Princeton ma niewiele do pokazania dla swojego eksperymentu w „deflacji ocen”, z wyjątkiem nadmuchiwania ocen, które nadal pozostają w tyle za tymi z rówieśniczych instytucji.
Uzyskałem zastrzeżone dane z Biura Dziekana Kolegium na temat 120,000 ocen przyznanych w ciągu ostatnich trzech lat na najwyżej notowanym uniwersytecie w kraju. Potwierdziłem ich dokładność, porównując je z danymi opublikowanymi w niedawnym memorandum.
Dane są ostateczne: nigdy nie było łatwiej dostać piątkę w Princeton.
„Deflacja zadziałała, a potem, kiedy odeszła, nie miała żadnego długoterminowego efektu”, powiedział profesor Paul Courant GS ’74, ekonomista, który oglądał moje statystyki i był współautorem wcześniejszego badania na temat ocen na Uniwersytecie Michigan.
A- było medianą ocen w roku akademickim 2018-2019. 55 proc. ocen z kursów było w przedziale A. W 1998 roku było ich 43 procent, zgodnie z raportem wydziałowym, który otrzymałem z Mudd Manuscript Library.
Zakres B obejmował 34 procent, a zakres C – sześć procent. D-ów było zaledwie pół procenta. Szansa Princetonianina na otrzymanie F wynosiła jeden na tysiąc. Pozostałe cztery procent przypadło na „zaliczenia”
Ale mnożenie się szóstek nie jest tak niepokojące, jak to, że studenci, którzy starają się zmaksymalizować swoje średnie ocen (GPA), mogą grać w system. Stopnie są pełne dziwactw. Problem polega na tym, że świat zewnętrzny, który ocenia studentów pod kątem pracy i stypendiów, nie wydaje się wiedzieć lub dbać o te niuanse.

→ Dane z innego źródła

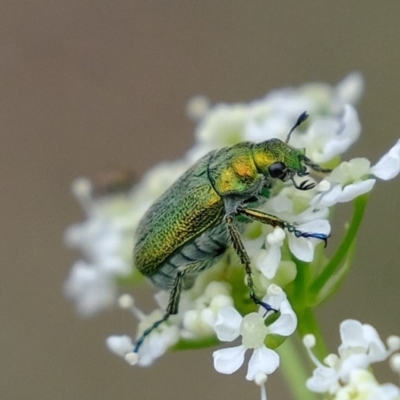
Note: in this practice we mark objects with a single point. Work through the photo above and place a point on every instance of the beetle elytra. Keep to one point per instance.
(192, 224)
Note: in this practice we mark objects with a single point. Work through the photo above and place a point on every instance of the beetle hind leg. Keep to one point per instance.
(173, 303)
(245, 260)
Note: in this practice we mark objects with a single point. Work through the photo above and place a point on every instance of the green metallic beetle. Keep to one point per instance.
(192, 224)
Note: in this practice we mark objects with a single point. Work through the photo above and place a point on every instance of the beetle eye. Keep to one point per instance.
(277, 170)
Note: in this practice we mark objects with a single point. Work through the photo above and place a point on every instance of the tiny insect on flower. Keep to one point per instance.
(205, 211)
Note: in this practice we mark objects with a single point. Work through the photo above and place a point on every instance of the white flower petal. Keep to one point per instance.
(354, 361)
(268, 261)
(350, 89)
(227, 325)
(350, 192)
(389, 165)
(227, 361)
(329, 198)
(323, 380)
(351, 333)
(120, 345)
(286, 324)
(302, 248)
(263, 360)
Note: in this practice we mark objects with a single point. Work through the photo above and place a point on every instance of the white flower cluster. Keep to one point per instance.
(347, 374)
(105, 239)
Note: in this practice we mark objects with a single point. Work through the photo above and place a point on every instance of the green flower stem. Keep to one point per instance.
(360, 204)
(309, 324)
(195, 344)
(293, 369)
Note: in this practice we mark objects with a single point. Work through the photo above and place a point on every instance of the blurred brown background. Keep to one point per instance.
(91, 85)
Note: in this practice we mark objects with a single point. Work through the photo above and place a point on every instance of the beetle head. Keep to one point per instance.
(278, 160)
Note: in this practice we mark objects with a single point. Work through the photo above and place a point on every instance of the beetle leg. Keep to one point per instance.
(275, 221)
(173, 302)
(245, 260)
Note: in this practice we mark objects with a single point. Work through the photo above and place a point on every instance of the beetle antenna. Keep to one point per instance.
(316, 167)
(303, 116)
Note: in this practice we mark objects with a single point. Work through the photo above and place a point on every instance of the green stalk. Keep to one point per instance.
(293, 369)
(309, 324)
(360, 204)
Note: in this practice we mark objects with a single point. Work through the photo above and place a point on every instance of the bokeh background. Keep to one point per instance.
(91, 85)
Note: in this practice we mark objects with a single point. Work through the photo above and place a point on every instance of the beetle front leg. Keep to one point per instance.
(245, 260)
(275, 221)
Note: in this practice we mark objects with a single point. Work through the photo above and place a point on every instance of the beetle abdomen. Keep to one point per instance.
(206, 248)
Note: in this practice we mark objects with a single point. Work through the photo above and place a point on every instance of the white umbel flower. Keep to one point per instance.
(361, 346)
(356, 177)
(230, 325)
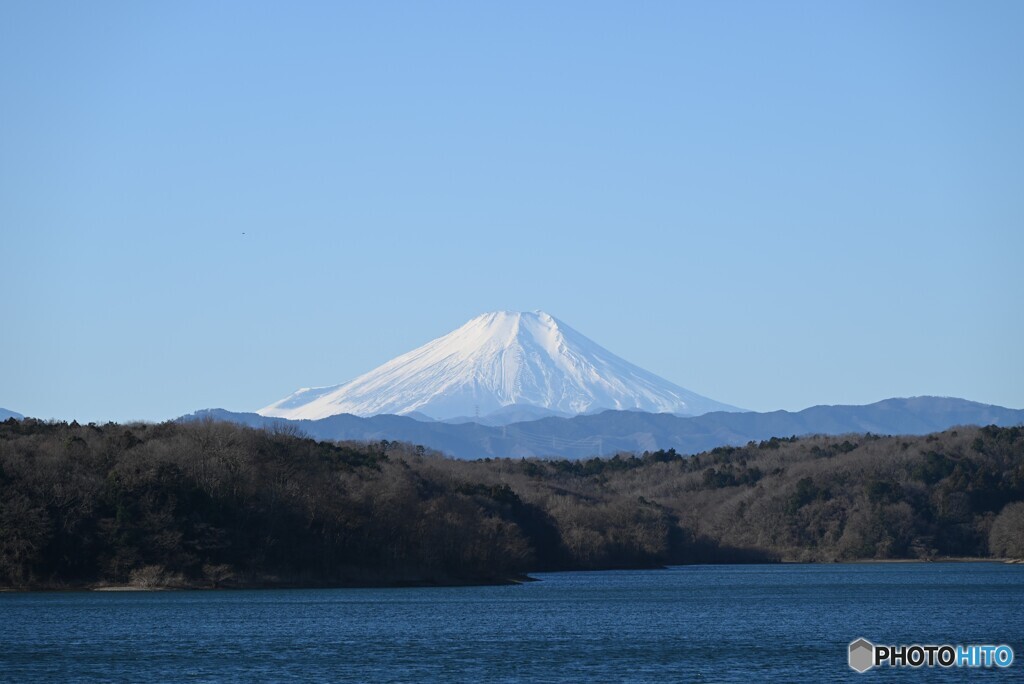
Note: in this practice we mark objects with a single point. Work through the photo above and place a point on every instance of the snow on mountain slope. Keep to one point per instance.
(496, 360)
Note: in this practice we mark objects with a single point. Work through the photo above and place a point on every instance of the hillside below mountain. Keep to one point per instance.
(614, 431)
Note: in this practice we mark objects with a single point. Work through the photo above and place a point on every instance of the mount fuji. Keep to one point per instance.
(500, 364)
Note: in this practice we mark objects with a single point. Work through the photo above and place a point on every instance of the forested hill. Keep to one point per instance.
(209, 504)
(613, 431)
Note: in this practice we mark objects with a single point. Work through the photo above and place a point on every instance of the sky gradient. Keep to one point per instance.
(775, 205)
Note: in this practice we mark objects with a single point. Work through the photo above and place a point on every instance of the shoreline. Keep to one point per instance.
(503, 582)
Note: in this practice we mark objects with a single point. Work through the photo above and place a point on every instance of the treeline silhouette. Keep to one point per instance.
(219, 505)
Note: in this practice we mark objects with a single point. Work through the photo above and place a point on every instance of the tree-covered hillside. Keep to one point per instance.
(216, 504)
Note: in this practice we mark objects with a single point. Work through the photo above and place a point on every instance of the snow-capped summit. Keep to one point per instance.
(496, 360)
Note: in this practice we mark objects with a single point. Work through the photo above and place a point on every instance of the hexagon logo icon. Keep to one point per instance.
(861, 654)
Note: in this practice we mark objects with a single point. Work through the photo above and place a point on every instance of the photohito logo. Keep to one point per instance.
(864, 655)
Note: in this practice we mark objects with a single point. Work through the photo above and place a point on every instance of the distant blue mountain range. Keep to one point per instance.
(612, 431)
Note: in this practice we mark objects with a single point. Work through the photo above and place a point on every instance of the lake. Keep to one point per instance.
(702, 623)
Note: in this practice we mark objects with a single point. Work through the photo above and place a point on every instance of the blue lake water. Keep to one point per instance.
(752, 623)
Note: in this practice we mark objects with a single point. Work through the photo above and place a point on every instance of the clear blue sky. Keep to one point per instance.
(775, 205)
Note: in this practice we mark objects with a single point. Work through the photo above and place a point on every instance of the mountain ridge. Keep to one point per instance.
(612, 431)
(493, 362)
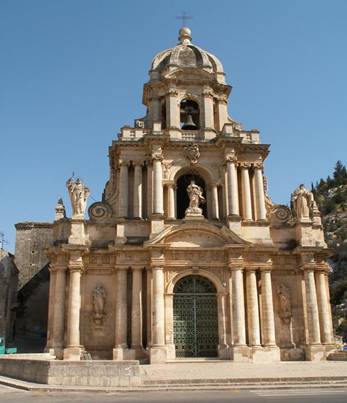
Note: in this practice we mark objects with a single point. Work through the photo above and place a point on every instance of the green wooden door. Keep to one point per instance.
(195, 318)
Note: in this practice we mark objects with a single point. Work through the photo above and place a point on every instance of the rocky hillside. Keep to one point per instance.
(331, 196)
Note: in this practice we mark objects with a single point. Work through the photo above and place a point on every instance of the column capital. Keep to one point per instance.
(57, 268)
(123, 162)
(245, 165)
(119, 267)
(137, 267)
(157, 153)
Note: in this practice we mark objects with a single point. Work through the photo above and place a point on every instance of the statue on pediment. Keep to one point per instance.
(99, 299)
(195, 199)
(78, 193)
(302, 202)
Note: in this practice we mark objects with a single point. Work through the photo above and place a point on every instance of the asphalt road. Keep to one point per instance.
(233, 396)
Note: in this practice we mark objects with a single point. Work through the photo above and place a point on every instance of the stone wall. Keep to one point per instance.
(81, 373)
(31, 240)
(8, 295)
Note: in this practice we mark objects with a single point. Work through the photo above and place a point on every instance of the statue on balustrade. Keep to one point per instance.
(302, 202)
(195, 199)
(78, 193)
(99, 298)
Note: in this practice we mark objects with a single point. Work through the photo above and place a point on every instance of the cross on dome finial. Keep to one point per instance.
(185, 34)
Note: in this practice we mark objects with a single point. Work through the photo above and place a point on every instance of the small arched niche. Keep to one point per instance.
(182, 195)
(189, 115)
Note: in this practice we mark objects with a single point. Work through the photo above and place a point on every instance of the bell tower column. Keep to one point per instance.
(259, 192)
(172, 109)
(137, 189)
(246, 192)
(123, 187)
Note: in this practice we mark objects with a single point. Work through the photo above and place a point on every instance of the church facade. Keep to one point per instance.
(186, 255)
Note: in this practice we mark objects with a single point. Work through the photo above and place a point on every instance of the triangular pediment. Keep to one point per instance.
(196, 235)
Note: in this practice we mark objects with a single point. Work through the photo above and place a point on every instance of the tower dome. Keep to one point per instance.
(185, 55)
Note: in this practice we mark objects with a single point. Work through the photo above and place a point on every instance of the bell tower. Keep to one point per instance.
(186, 91)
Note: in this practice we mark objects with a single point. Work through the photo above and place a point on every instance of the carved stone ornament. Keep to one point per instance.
(192, 152)
(302, 202)
(99, 299)
(100, 211)
(157, 153)
(195, 199)
(78, 193)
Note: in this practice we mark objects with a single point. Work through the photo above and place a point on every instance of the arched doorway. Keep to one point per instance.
(182, 194)
(195, 317)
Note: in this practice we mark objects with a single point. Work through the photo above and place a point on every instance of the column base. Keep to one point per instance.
(224, 352)
(266, 354)
(240, 353)
(137, 353)
(120, 354)
(158, 355)
(315, 352)
(72, 353)
(157, 224)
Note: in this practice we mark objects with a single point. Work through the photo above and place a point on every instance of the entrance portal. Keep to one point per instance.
(195, 317)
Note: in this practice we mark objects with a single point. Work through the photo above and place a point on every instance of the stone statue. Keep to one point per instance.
(78, 193)
(285, 313)
(285, 306)
(302, 201)
(99, 298)
(192, 153)
(195, 199)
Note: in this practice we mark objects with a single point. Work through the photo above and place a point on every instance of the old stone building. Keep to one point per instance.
(186, 255)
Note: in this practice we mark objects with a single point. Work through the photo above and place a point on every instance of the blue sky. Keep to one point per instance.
(72, 72)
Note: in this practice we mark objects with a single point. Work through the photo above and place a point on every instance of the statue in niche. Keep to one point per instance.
(99, 298)
(192, 153)
(285, 310)
(78, 193)
(302, 201)
(195, 199)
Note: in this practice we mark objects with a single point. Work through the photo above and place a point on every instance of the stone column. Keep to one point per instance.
(58, 309)
(157, 182)
(136, 310)
(312, 307)
(158, 350)
(232, 191)
(246, 193)
(259, 192)
(149, 189)
(268, 320)
(324, 309)
(171, 201)
(208, 109)
(123, 189)
(121, 318)
(137, 212)
(172, 109)
(215, 206)
(238, 307)
(252, 308)
(223, 351)
(222, 111)
(73, 348)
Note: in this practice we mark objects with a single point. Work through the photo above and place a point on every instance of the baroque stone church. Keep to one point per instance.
(186, 255)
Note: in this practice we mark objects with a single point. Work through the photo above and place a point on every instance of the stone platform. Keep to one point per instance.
(72, 373)
(127, 376)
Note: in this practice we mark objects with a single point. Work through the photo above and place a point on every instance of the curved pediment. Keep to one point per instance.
(196, 235)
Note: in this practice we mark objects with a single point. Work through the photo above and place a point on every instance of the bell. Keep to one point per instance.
(189, 124)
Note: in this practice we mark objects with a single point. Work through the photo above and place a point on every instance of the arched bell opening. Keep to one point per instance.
(189, 115)
(195, 317)
(182, 195)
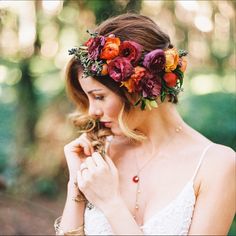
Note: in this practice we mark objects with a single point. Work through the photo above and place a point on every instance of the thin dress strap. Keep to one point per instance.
(200, 161)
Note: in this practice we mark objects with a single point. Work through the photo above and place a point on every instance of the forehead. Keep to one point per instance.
(88, 83)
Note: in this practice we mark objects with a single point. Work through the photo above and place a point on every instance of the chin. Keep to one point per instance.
(116, 131)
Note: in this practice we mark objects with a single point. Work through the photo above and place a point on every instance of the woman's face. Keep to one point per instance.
(104, 104)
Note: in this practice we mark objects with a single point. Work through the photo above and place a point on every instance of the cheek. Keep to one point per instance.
(113, 109)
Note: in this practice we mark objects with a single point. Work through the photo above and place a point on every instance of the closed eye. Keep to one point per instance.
(99, 97)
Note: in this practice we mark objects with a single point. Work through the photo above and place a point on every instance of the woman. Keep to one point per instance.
(157, 175)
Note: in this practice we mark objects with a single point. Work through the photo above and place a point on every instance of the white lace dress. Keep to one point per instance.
(174, 219)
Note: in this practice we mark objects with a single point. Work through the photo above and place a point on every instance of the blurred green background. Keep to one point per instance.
(34, 40)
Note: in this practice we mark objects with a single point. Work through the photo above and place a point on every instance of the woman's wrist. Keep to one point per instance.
(112, 206)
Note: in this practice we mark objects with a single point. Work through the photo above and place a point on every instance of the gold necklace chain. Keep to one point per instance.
(136, 178)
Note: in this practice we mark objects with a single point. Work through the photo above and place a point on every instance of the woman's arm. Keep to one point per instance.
(72, 217)
(215, 206)
(100, 184)
(73, 214)
(120, 218)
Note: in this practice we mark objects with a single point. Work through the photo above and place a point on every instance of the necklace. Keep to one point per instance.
(136, 178)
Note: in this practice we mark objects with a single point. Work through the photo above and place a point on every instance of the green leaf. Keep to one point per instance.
(136, 103)
(153, 103)
(143, 105)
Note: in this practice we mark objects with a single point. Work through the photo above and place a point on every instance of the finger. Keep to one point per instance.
(108, 142)
(84, 172)
(110, 163)
(90, 164)
(80, 181)
(98, 159)
(82, 145)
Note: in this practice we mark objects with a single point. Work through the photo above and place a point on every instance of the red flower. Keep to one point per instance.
(171, 79)
(131, 50)
(95, 46)
(150, 85)
(120, 69)
(132, 83)
(155, 61)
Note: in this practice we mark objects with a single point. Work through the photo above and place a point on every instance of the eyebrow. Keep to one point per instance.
(94, 90)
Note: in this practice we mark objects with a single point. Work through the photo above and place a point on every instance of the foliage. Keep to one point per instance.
(213, 115)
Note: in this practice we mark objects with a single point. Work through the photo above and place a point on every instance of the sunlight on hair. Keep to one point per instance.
(189, 5)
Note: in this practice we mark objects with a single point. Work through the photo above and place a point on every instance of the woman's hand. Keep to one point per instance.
(98, 180)
(75, 152)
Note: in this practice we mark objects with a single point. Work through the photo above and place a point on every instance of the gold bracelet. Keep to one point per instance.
(78, 231)
(59, 231)
(80, 197)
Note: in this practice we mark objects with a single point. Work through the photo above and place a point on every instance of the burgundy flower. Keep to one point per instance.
(95, 46)
(120, 69)
(150, 85)
(155, 61)
(131, 50)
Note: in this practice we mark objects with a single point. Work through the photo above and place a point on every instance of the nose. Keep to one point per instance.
(95, 111)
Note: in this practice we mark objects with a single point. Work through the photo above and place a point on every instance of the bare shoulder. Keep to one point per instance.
(221, 156)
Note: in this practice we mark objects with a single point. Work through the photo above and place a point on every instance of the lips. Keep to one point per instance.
(106, 124)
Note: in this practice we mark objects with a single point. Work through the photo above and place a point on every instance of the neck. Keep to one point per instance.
(159, 126)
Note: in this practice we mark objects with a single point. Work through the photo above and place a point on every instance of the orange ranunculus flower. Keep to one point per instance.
(110, 49)
(134, 79)
(171, 79)
(183, 62)
(172, 59)
(104, 69)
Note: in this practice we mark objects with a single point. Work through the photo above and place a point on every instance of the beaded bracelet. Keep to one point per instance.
(80, 197)
(59, 231)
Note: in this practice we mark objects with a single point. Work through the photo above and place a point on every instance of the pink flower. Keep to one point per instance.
(155, 61)
(131, 50)
(150, 85)
(120, 69)
(94, 47)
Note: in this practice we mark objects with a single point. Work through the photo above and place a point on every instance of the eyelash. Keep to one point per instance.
(99, 98)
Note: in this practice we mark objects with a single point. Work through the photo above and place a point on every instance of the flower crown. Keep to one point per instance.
(156, 73)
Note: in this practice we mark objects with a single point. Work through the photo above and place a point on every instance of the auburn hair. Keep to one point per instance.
(129, 26)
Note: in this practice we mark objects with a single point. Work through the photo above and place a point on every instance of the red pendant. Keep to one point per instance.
(135, 179)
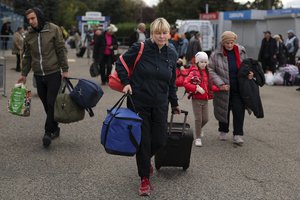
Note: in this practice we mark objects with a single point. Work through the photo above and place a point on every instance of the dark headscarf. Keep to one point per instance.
(40, 18)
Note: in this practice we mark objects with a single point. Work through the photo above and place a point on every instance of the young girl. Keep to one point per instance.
(200, 88)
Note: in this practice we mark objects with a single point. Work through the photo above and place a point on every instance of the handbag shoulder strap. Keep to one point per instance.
(136, 60)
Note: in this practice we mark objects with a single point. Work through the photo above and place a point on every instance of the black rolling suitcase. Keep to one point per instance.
(81, 52)
(177, 152)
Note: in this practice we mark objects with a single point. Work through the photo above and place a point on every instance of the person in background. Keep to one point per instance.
(88, 42)
(184, 45)
(45, 53)
(18, 47)
(174, 37)
(292, 45)
(5, 32)
(281, 51)
(152, 87)
(223, 67)
(139, 35)
(200, 88)
(103, 52)
(267, 53)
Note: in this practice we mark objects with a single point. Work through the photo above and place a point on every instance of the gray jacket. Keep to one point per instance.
(219, 73)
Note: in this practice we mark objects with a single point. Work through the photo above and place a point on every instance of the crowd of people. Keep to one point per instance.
(152, 85)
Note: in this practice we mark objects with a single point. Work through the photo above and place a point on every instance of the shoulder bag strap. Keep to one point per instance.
(136, 60)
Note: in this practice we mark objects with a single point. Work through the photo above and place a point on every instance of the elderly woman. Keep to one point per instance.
(152, 86)
(223, 68)
(103, 52)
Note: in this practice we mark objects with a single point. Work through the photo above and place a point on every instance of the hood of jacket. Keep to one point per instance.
(40, 18)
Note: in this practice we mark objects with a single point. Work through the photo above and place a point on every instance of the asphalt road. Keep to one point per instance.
(76, 166)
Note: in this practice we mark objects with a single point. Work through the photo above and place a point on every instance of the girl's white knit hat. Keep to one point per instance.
(201, 56)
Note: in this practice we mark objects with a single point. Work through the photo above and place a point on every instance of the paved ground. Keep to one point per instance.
(77, 167)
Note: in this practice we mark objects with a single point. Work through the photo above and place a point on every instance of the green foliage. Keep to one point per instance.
(67, 12)
(125, 29)
(64, 12)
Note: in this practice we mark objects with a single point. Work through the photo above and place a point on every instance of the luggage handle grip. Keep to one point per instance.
(184, 121)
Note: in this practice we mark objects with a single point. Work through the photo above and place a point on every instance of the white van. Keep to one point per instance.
(204, 27)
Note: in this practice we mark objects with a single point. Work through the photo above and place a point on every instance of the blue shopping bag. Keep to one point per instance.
(121, 130)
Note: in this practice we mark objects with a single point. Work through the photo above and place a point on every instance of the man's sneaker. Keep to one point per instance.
(46, 140)
(198, 142)
(151, 170)
(55, 134)
(145, 187)
(222, 136)
(237, 139)
(202, 134)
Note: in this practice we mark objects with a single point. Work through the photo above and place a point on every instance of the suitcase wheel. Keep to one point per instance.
(157, 167)
(185, 167)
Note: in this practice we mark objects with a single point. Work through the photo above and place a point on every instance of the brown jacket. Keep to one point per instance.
(219, 73)
(18, 43)
(45, 51)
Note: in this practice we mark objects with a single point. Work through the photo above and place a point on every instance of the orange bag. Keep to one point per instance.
(113, 80)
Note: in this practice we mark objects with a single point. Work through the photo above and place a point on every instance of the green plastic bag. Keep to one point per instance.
(20, 101)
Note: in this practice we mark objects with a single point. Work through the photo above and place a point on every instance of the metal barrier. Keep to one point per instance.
(3, 75)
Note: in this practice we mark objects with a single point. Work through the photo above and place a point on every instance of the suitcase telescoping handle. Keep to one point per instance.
(184, 121)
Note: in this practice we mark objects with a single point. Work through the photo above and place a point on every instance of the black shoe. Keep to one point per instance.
(55, 134)
(46, 140)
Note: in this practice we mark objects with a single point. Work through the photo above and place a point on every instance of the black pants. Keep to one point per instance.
(105, 68)
(47, 88)
(237, 107)
(18, 66)
(154, 135)
(292, 58)
(269, 64)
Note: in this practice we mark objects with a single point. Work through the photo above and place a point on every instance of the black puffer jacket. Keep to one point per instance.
(153, 79)
(249, 89)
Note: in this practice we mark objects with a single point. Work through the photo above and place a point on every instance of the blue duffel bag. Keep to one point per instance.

Starający się student ekonomii bierze udział w wysoko ocenianym seminarium z języka angielskiego tylko po to, by dostać piątkę. Absolwenci elitarnych liceów – a jest ich tutaj całe mnóstwo – otrzymują promocje do klas wyższych, w których krzywe egzaminacyjne są bardziej hojne. C’s batter an engineer in her packed introductory courses; her grades might have been in the B-range if class sizes were smaller.
Te scenariusze rozgrywają się każdego dnia w Princeton. Nikt nigdy nie będzie wiedział, co naprawdę oznaczają oceny – zwłaszcza GPA – bez zrozumienia większych trendów na całym uniwersytecie.
W zeszłym roku GPA w całym college’u wynosiło 3,46. Jednak używając średniej stopy inflacji w latach 1985-2000, przewidywałem, że wynosiłaby ona około 3,63 dzisiaj, gdyby deflacja nie miała miejsca. To tyle samo co 3,65 na Harvardzie w 2016 roku i 3,58 na Yale w 2012 roku. Mimo to, oceny Princeton są nadmuchiwane w mniej więcej takim samym tempie, jak pod koniec lat 90.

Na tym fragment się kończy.